How an election can change in just a few
weeks. Roughly two weeks ago, Hillary Clinton commanded a roughly six-point
lead in the two-way RealClearPolitics polling average, and a four-point lead
when Gary Johnson and Jill Stein were included. Her lead in the Electoral
College was commanding, and seemingly insurmountable.
Two weeks later, Clinton is still ahead.
But she now leads by just two and a half points in the two-way race, and by a
similar margin in the four-way race—still the candidate to beat, but in a race
far closer than many could have imagined in the aftermath of her triumphant
acceptance of the Democratic nomination a month ago.
State polling results tell a similar
story, with statistical ties in Florida and Ohio, and a somewhat narrowing race
in Pennsylvania and possibly Virginia. New polls out last week from reliably
Democratic Northeastern states like New Jersey and Rhode Island show a much closer
gap than expected, though Clinton still holds a strong single-digit lead there.
Despite all this, Clinton is still ahead
in both national polls and the Electoral College, and state-level polling still
shows struggles for Trump in Arizona and Georgia especially, as well as North
Carolina. If Clinton were to win all three of those states it would offset any
potential lose of Pennsylvania, Florida, or Ohio. And, while Clinton continues
to lose ground due to the twin scandals of her personal email server and
evidence of cronyism at the Clinton Foundation—as well as her blanket smears of
Trump supporters—Trump continues to hurt himself by attacking Republicans like
Jeff Flake and consistently praising Vladimir Putin.

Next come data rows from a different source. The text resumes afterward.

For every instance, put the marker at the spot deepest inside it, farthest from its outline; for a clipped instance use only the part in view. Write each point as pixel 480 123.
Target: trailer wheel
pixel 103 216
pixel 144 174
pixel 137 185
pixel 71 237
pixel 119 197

I’ll admit, my suggestion from July that
Clinton pursue a “Fifty-State Strategy” now seems premature. I somehow underestimated the
hyper-partisanship of today, which ensures that even a candidate as
fundamentally flawed as Donald Trump has the ability to keep the race
reasonably close. Of course, Clinton’s own historic unpopularity, combined with
the reluctance of the electorate to give the same party control of the White
House for twelve straight years, also helps Trump immeasurably. (It’d be
fascinating to see by how much Ted Cruz or Marco Rubio would be ahead right
now, had one of them won the nomination instead.)
I still think that, in the end, Trump
will lose a race that literally any of the sixteen other Republican candidates
in the primary could have won. Trump’s own unpopularity, combined with
Clinton’s innate appeal to many voters as the first woman president, will
eventually put her over the top. But either way, it should be close.